The non-partisan U.S. General Accounting Office (GAO) has been unequivocal in its recommendation for consolidation of federal food safety programs. In February of this year, the GAO deemed federal oversight of food safety as “high risk” to the economy and public health and safety. Over the past two decades, GAO has also issued numerous reports on topics such as food recalls, food safety inspections and the transport of animal feeds.

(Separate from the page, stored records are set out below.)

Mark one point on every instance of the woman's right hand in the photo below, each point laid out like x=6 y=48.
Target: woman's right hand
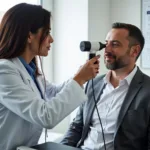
x=88 y=71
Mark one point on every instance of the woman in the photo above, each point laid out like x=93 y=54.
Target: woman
x=27 y=102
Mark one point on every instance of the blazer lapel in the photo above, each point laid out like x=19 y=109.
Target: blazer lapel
x=98 y=89
x=134 y=87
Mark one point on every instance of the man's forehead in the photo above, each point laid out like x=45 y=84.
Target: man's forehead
x=117 y=34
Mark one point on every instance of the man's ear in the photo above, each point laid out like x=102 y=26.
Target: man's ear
x=135 y=50
x=30 y=37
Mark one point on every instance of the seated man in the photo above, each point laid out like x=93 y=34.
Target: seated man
x=123 y=99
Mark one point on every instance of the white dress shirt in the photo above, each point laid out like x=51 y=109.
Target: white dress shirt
x=108 y=106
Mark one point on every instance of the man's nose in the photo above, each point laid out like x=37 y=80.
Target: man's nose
x=108 y=48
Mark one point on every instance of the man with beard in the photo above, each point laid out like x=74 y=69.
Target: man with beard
x=122 y=97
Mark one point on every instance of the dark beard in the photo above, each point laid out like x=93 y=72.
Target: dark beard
x=116 y=65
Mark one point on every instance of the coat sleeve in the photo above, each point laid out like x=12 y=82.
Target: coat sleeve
x=74 y=133
x=20 y=99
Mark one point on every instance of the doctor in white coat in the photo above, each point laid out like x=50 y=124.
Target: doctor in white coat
x=28 y=103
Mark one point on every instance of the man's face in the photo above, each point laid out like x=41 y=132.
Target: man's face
x=117 y=52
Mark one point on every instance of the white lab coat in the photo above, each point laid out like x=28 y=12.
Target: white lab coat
x=23 y=113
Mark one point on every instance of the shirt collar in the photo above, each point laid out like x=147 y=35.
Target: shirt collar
x=127 y=78
x=31 y=68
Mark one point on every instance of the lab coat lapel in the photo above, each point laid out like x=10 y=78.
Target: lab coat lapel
x=25 y=75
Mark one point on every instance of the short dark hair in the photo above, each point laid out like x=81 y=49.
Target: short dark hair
x=15 y=26
x=135 y=34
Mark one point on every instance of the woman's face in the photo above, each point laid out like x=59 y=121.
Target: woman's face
x=38 y=48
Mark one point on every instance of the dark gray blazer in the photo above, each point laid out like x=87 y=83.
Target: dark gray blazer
x=133 y=123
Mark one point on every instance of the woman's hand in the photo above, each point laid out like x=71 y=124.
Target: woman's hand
x=88 y=71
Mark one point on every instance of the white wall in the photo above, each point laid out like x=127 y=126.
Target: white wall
x=70 y=27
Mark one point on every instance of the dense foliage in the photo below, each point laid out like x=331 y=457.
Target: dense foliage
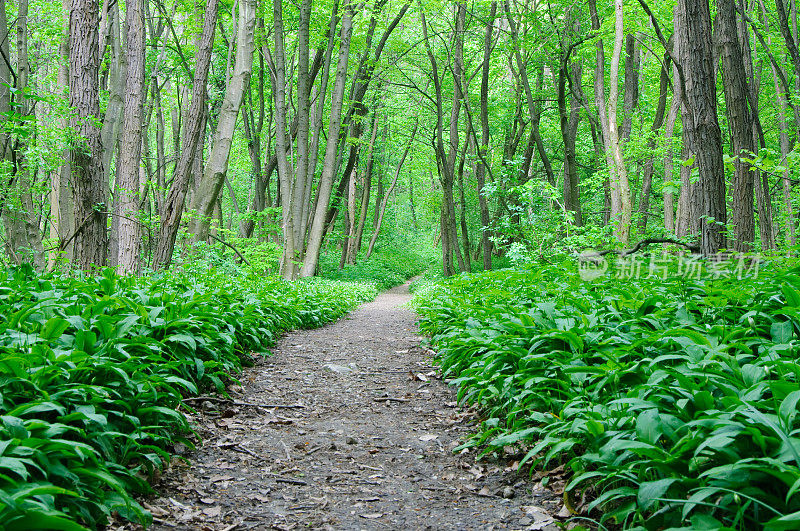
x=93 y=371
x=388 y=267
x=673 y=400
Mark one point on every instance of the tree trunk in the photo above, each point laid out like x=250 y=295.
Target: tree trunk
x=568 y=123
x=127 y=183
x=619 y=186
x=702 y=129
x=740 y=122
x=194 y=125
x=649 y=165
x=23 y=239
x=210 y=187
x=481 y=169
x=381 y=209
x=88 y=183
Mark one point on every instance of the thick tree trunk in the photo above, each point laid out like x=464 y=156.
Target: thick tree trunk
x=23 y=239
x=88 y=183
x=740 y=122
x=317 y=230
x=194 y=125
x=127 y=184
x=210 y=187
x=702 y=130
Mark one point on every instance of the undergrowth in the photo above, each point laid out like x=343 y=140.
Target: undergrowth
x=389 y=266
x=93 y=371
x=673 y=400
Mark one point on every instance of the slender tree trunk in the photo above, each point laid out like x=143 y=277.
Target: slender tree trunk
x=381 y=209
x=649 y=165
x=210 y=187
x=568 y=123
x=619 y=186
x=328 y=166
x=127 y=183
x=365 y=190
x=481 y=169
x=194 y=125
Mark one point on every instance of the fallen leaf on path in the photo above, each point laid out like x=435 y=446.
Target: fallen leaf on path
x=213 y=511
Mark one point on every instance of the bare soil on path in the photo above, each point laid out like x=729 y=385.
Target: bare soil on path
x=345 y=427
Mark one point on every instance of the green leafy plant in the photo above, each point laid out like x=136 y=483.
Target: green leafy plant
x=672 y=400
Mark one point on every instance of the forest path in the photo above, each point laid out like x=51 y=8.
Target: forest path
x=370 y=449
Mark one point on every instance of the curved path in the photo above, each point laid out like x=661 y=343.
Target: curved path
x=370 y=448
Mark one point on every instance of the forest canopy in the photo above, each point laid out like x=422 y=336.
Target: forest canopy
x=137 y=133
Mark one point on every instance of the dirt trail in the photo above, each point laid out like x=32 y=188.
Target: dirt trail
x=371 y=448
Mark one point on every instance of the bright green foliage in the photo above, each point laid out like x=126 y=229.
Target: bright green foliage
x=386 y=268
x=93 y=370
x=674 y=402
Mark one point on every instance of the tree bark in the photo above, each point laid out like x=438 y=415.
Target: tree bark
x=194 y=125
x=210 y=187
x=329 y=163
x=88 y=183
x=619 y=186
x=740 y=122
x=702 y=130
x=481 y=169
x=381 y=209
x=23 y=239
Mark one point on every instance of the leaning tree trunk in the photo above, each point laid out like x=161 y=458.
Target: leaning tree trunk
x=88 y=183
x=210 y=186
x=127 y=185
x=195 y=122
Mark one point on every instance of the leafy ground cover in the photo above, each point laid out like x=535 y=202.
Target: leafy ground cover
x=672 y=400
x=389 y=266
x=93 y=371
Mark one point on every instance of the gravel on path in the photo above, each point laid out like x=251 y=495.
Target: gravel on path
x=346 y=427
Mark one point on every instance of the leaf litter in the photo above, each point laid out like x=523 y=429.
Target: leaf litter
x=300 y=445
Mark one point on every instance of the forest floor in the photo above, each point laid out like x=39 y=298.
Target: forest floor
x=347 y=427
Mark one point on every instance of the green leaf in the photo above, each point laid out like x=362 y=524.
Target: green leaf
x=54 y=328
x=651 y=491
x=32 y=521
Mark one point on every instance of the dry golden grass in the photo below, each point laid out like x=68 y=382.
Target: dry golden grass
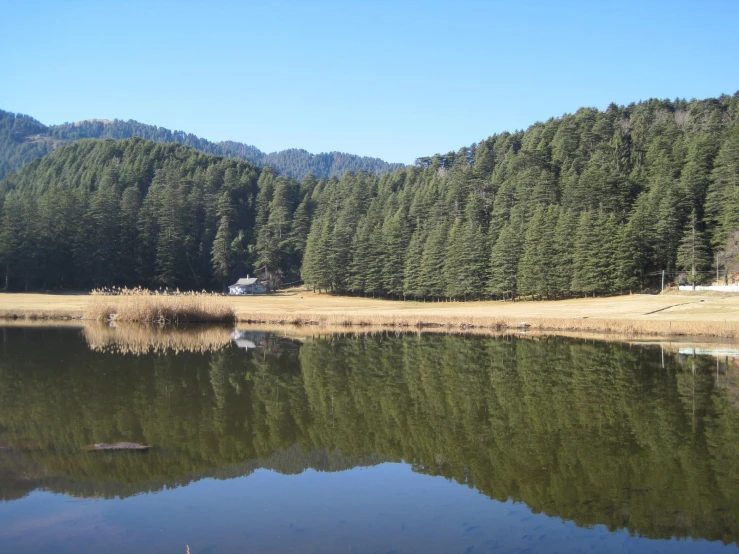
x=497 y=323
x=661 y=315
x=138 y=339
x=164 y=308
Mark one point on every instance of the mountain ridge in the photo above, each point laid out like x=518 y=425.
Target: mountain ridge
x=24 y=138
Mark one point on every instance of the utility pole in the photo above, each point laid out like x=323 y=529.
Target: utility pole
x=717 y=268
x=663 y=281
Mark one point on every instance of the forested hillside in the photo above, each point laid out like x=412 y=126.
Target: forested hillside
x=22 y=139
x=596 y=202
x=590 y=203
x=105 y=212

Each of these reports highlights the current fragmentation and inconsistent organization of the various agencies involved in food safety oversight.
Durbin and Congresswoman Rosa DeLauro (D-CT) have introduced legislation that calls for the development of a single food safety agency and the implementation of a food safety program to standardize American food safety activities (S 654 – The Safe Food Act.). Durbin and DeLauro have worked on this effort for over a decade in Congress and the bill has gained momentum from recent events.